Seeds from kiwi fruit, strawberries and raspberries are among the common seeds used; while chia seeds are often added to juices or smoothies as well.
As well as making sure products look as natural as possible, seeds and other parts of the fruit can boost fiber content and offer greater viscosity, says natural ingredient company Döhler.
“Seeds are the ultimate thing to show that the product is really from the fruit, you can really see it,” explained Simon Rouwen, senior product manager, Döhler, speaking to this publication at Brau Beviale in Germany this month.
“Five or ten years ago you would have had purees very smooth. What we see more and more is chunky purees… purees with little seeds inside, little particles of the skin, little parts of the fruit flesh inside.”

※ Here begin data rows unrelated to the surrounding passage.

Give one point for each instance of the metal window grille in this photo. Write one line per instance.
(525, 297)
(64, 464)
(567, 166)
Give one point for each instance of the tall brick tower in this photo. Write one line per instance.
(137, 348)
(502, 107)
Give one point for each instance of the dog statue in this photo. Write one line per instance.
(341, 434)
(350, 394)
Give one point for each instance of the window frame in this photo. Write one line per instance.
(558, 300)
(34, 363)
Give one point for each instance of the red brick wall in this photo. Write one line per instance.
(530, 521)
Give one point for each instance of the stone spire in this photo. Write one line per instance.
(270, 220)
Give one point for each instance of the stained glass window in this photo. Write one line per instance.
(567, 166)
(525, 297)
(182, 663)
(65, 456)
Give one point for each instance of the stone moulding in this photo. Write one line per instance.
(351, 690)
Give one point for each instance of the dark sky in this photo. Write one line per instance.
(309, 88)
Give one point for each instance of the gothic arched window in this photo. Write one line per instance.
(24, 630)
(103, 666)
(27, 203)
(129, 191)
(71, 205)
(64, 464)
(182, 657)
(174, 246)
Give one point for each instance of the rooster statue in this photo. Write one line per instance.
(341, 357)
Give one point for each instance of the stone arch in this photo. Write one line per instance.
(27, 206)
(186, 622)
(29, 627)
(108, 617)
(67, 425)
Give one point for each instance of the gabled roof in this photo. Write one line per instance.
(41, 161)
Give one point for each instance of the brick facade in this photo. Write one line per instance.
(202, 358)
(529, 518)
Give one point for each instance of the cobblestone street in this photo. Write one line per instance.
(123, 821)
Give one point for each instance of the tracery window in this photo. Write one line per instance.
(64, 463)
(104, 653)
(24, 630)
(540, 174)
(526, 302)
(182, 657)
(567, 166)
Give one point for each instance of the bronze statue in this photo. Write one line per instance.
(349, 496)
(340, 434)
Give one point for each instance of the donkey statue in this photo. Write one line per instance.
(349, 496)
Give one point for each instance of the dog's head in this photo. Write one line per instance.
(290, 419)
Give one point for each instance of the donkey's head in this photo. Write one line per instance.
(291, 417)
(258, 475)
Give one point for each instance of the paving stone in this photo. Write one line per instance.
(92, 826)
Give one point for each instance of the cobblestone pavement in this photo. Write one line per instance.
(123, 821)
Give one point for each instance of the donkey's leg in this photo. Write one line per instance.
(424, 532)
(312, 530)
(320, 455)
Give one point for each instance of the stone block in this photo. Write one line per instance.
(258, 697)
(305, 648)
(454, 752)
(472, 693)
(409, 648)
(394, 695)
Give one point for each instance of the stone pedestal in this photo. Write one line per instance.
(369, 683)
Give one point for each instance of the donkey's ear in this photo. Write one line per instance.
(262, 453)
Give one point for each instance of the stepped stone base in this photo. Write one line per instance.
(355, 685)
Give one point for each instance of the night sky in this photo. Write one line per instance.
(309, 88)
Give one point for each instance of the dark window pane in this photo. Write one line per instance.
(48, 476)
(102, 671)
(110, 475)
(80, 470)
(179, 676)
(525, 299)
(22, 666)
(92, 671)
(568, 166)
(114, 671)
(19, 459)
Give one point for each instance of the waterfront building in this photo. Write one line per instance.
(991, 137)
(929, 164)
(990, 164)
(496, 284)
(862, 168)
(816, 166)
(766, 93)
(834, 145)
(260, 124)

He uses apple puree as an example.
“You could say the standard apple puree in the market is apple puree from a peeled apple. My grandmother always told me don’t peel your apple, the best part is in the skin. And it’s true. So we have an apple puree with the particles of the skin inside. The skin does two things: it brings viscosity and fiber content.”
Rouwen sees smoothies coming back into fashion in Europe, thanks to their natural appearance. Fruit preparations for yogurt and ice cream are other categories that are turning more and more to chunky purees.